50 Years Ago: What They Say About 
Socialism (1990)

The 50 Years Ago column from the October 1990 issue of the Socialist Standard

It might have been expected that the war would have helped to disabuse peoples minds of some of the grossest forms of ignorance concerning the nature of Socialism and its utter incompatibility with forms of dictatorship-capitalism such as those in Germany and Italy. Yet we still see writers who claim to be well-informed perpetrating the old falsehoods.

Miss Margaret Cole, writing in the Tribune (August 30th. 1940), about the modernising of Turkey under the late Kemal Ataturk. credits him with seeing the need "to establish the amount of totalitarianism" or "Socialism"—call it what you will—which is imperative to the twentieth century.

"This necessity," she says, "has been demonstrated in Italy, Germany and Russia; under stress of war it is being demonstrated in this country and in France . . ."

Miss Cole claims to be a Socialist and the Tribune claims to be a Socialist Journal, yet they can tell their readers that “totalitarianism" and "Socialism" are much alike, merely a matter of names!

Then in the Sunday Express (August 18th, 1940), an article on the Nazi Leader.
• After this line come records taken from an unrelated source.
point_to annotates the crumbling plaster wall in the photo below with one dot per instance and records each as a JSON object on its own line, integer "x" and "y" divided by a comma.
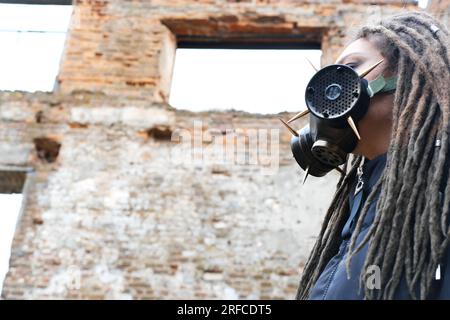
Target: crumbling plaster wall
{"x": 118, "y": 208}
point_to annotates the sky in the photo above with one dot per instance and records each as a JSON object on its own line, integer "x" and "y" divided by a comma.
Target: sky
{"x": 259, "y": 81}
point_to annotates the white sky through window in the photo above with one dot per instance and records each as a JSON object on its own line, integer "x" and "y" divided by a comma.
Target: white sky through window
{"x": 10, "y": 205}
{"x": 259, "y": 81}
{"x": 32, "y": 38}
{"x": 423, "y": 3}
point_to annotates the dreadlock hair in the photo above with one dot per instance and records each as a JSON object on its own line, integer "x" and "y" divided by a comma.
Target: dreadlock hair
{"x": 410, "y": 232}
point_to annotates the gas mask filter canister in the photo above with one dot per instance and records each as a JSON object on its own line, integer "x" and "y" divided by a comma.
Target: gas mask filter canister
{"x": 337, "y": 98}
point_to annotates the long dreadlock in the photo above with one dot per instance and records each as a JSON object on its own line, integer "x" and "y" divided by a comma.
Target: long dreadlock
{"x": 410, "y": 232}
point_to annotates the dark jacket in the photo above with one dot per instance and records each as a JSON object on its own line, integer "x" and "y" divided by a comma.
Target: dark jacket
{"x": 333, "y": 282}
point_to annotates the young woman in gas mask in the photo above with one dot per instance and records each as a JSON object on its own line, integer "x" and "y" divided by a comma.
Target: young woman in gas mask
{"x": 400, "y": 232}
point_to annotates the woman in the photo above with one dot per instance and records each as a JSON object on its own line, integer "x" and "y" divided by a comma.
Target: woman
{"x": 392, "y": 242}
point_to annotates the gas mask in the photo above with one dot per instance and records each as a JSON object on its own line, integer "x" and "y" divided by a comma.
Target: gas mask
{"x": 337, "y": 98}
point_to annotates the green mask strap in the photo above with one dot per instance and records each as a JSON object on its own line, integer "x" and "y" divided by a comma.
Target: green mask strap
{"x": 381, "y": 84}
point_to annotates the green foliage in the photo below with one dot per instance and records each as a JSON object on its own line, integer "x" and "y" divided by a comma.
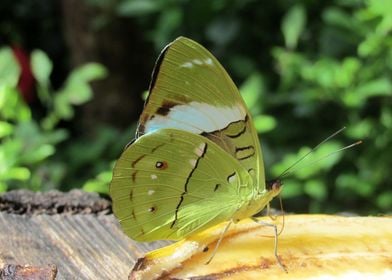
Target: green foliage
{"x": 28, "y": 145}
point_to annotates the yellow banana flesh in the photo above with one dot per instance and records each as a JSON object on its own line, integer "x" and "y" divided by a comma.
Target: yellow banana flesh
{"x": 310, "y": 247}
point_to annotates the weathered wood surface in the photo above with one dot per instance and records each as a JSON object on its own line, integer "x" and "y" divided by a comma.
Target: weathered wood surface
{"x": 82, "y": 246}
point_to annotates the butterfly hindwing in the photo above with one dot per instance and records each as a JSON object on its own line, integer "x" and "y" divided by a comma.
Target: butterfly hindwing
{"x": 191, "y": 91}
{"x": 170, "y": 183}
Dr. Ley, says that if Germany won the war "Ley would go down in history as the greatest Socialist of the new and greater Germany."

But let us say once more that Socialism does not mean that wages are paid by the State instead of by the employer. It means a system of society in which there is no wages system at all.

It is people like the Labour Party who have fostered these erroneous notions of Socialism. What they really mean is "State Capitalism”.